Для микроскопирования полученных препаратов использовали спиннинг-диск микроскоп Andor Revolution (Andor, Ирландия). Сканирование препаратов осуществляли на всю глубину с шагом 1 мкм, панораму всей ЗФ гиппокампа или компактной части ЧС сшивали с 10%-ным перекрытием. Количество клеток оценивали вручную на 3D-реконструированных образцах (Imaris х64 7.4.2, Bitplane, Швейцария). Содержание BrdU+ и DCX+-положительных клеток оценивали в области субгранулярного слоя ЗФ на всех срезах в отдельной лунке, экстраполируя данные на целую ЗФ [19]. TH+-положительные клетки (в мм3 ткани), считали в области Pars compacta ЧС (Bregma lateral 0.60 mm–lateral 1.32 mm по формуле Vповерхности × × 50 (толщина среза)/n (количество оптических плоскостей) [20]. На графиках иммуногистохимические данные представлены в % от контроля.

Статистический анализ результатов поведенческих экспериментов осуществляли с помощью программ SPSS Statistics 17.0 (SPSS Inc., США), Statistica 7.0 (StatSoft Inc., США) и Prism 6.01 (GraphPad, США). Поведенческие данные представляли как медиану (Me) и межквартильный размах, Q3-Q1( IQR), иммуногистохимические – как средние значения и стандартные ошибки измерения (M ± SEM). Показатели сравнивали с помощью теста Манна–Уитни для двух независимых выборок и теста Вилкоксона для зависимых выборок. Различия считали статистически значимыми при р < 0.05.

РЕЗУЛЬТАТЫ ИССЛЕДОВАНИЯ

В результате проведенных поведенческих исследований было документировано, что животные, которым на протяжении 14-ти дней интраназально вводили нативный α-син, на 15-ый день исследования статистически значимо не различались от мышей, получивших ФР, по скорости движения в тесте ОП (тест Манна–Уитни, первые 5 мин тестирования: p > 0.2; последующие 6 мин: p = 0.059). При этом на 16-ый день исследования при обучении в модели РНО и на 22-ой день при тестировании в ПКЛ различия в скорости движения стали статистически значимыми (p = 0.034 и p = 0.039 соответственно) (табл. 1).

Таблица 1.

Средняя скорость движения мышей в моделях “Открытоe поле” и “Распознавание нового объекта”, а также в “Приподнятом крестообразном лабиринте”

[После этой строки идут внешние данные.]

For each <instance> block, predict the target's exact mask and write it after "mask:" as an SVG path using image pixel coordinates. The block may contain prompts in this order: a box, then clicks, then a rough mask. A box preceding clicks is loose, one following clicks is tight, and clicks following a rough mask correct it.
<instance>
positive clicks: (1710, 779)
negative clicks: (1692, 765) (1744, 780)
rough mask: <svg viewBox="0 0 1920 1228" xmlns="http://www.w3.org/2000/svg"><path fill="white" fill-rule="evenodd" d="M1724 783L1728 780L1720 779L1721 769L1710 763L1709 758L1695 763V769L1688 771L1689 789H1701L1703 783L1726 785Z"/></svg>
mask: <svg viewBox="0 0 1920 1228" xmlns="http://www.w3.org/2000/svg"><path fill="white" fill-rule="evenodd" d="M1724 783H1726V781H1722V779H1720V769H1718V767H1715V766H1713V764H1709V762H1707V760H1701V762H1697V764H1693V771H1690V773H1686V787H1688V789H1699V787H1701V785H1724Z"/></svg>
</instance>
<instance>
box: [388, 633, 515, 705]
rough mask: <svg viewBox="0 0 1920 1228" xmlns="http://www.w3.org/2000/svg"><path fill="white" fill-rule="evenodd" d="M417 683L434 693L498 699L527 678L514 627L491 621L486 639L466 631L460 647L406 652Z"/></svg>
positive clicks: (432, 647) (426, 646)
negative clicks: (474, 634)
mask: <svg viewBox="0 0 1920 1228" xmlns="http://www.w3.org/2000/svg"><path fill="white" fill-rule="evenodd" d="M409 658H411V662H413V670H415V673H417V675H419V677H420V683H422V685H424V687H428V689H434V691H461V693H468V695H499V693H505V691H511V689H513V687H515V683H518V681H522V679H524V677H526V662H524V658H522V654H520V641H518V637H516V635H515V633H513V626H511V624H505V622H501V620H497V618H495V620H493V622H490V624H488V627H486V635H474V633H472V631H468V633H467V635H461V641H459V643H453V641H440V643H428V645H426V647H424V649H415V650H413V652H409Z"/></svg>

Тесты Нативный α-синуклеин, n = 9 Физиологический раствор, n = 6 Различия между группами, критерий Манна–Уитни
ОП, адаптация (3.7; 3.2 см/с)
4.8 ± 0.7 см/с 		(5.9; 2.5 см/с)
5.8 ± 0.5 см/с 		U = 17.0, Z = –1.179, p > 0.2
ОП, тестирование (3.2; 2.2 см/с)
3.5 ± 0.4 см/с 		(5.1; 2.5 см/с)
5.2 ± 0.6 см/с 		U = 11.0, Z = –1.886, p = 0.059
РНО, обучение (3.0; 2.3 см/с)
2.9 ± 0.5 см/с 		(4.0; 0.8 см/с)
4.0 ± 0.2 см/с 		U = 9.0, Z = –2.121, p = 0.034
РНО, тестирование через 1 ч (2.4; 1.8 см/с)
2.6 ± 0.6 см/с 		(2.2; 1.1 см/с)
2.4 ± 0.3 см/с 		U = 26.0, Z = –0.118, p > 0.2
ПКЛ (4.5; 1.1 см/с)
4.5 ± 0.2 см/с 		(5.5; 2.0 см/с)
5.8 ± 0.5 см/с 		U = 8.0, Z = –2.066, p = 0.039

Примечание: данные представлены как медиана и межквартильный размах, среднее и стандартная ошибка.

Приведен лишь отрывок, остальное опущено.